I'm looking forward to Thursday's White House "summit" on inner-city kids and faith-based schools, both because it's a really important issue and because a number of panelists (and at least one moderator) are involved with the promising projects and programs recently profiled in Fordham's Who Will Save America's Urban Catholic Schools?

But I've also learned a thing or two about "summits" over the years. When they accomplish anything (rare), it's because tons of groundwork has been done in advance to forge near-agreement among key players on an action plan or program to be announced or inked at the summit itself. Also, they're usually small events where a few really important decision-makers meet with each other "at the summit"--i.e., somewhere above the hillsides inhabited by bureaucrats and staffers and assistant secretaries and such.

What's coming up this week is more like a conference than a summit.
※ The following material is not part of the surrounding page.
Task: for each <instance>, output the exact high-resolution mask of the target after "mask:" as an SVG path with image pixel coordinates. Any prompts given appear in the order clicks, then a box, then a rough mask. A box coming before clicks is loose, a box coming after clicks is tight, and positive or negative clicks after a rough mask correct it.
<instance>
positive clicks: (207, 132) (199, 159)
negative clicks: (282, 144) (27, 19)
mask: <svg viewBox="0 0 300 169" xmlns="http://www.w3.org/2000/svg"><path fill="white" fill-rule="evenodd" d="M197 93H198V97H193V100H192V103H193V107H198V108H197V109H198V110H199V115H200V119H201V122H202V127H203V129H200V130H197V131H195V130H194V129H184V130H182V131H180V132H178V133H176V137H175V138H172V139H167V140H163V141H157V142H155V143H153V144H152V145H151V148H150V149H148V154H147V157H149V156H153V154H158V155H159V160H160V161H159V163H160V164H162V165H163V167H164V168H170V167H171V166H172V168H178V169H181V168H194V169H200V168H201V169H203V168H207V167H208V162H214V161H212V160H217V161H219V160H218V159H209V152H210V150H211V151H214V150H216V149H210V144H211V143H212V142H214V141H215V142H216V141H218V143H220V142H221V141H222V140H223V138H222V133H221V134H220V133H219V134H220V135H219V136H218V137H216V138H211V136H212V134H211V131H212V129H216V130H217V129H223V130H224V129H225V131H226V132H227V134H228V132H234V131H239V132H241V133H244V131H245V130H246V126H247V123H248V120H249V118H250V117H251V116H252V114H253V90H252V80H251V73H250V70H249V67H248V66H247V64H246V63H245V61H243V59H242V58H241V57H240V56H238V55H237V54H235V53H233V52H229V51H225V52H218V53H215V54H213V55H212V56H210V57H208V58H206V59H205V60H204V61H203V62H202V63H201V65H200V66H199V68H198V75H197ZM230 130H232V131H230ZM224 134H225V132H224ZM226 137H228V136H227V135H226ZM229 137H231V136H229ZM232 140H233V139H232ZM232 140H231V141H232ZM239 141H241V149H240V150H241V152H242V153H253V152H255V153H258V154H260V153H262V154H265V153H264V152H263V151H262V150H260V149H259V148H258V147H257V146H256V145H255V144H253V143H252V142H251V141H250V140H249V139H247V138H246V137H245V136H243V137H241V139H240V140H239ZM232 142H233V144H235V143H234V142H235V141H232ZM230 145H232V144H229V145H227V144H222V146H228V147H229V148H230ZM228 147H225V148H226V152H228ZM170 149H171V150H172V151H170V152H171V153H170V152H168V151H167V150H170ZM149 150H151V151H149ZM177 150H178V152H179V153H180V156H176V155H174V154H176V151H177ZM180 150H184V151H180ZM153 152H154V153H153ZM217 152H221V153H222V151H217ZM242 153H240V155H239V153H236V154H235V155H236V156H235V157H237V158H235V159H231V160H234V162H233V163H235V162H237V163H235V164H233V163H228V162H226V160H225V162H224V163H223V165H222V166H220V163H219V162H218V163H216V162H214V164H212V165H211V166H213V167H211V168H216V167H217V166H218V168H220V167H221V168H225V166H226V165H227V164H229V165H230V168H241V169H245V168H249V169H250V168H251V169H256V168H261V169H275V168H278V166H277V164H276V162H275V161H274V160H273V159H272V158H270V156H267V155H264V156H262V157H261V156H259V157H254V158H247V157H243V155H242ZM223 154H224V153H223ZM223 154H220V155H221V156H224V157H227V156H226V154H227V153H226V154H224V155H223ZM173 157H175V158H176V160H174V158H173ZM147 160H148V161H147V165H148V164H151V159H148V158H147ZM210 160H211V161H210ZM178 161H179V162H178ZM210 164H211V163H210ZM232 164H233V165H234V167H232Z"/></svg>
There will be a cast of thousands. Problems and ideas will surely be aired, perhaps brilliantly examined, but to the best of my knowledge, no action plan will be announced for none has been agreed to. I worry that the tone will be set by the President's remarks at the prayer breakfast the other day that Catholic schools need to be "saved." That's oversimplified and na??ve, at least for elected officials. (The pope and his bishops are another story.) However, helping more poor kids to attend such schools is a legitimate public policy objective toward which actual programs can be mounted. If Thursday's event gets us any closer to such programs, I'll be pleasantly surprised.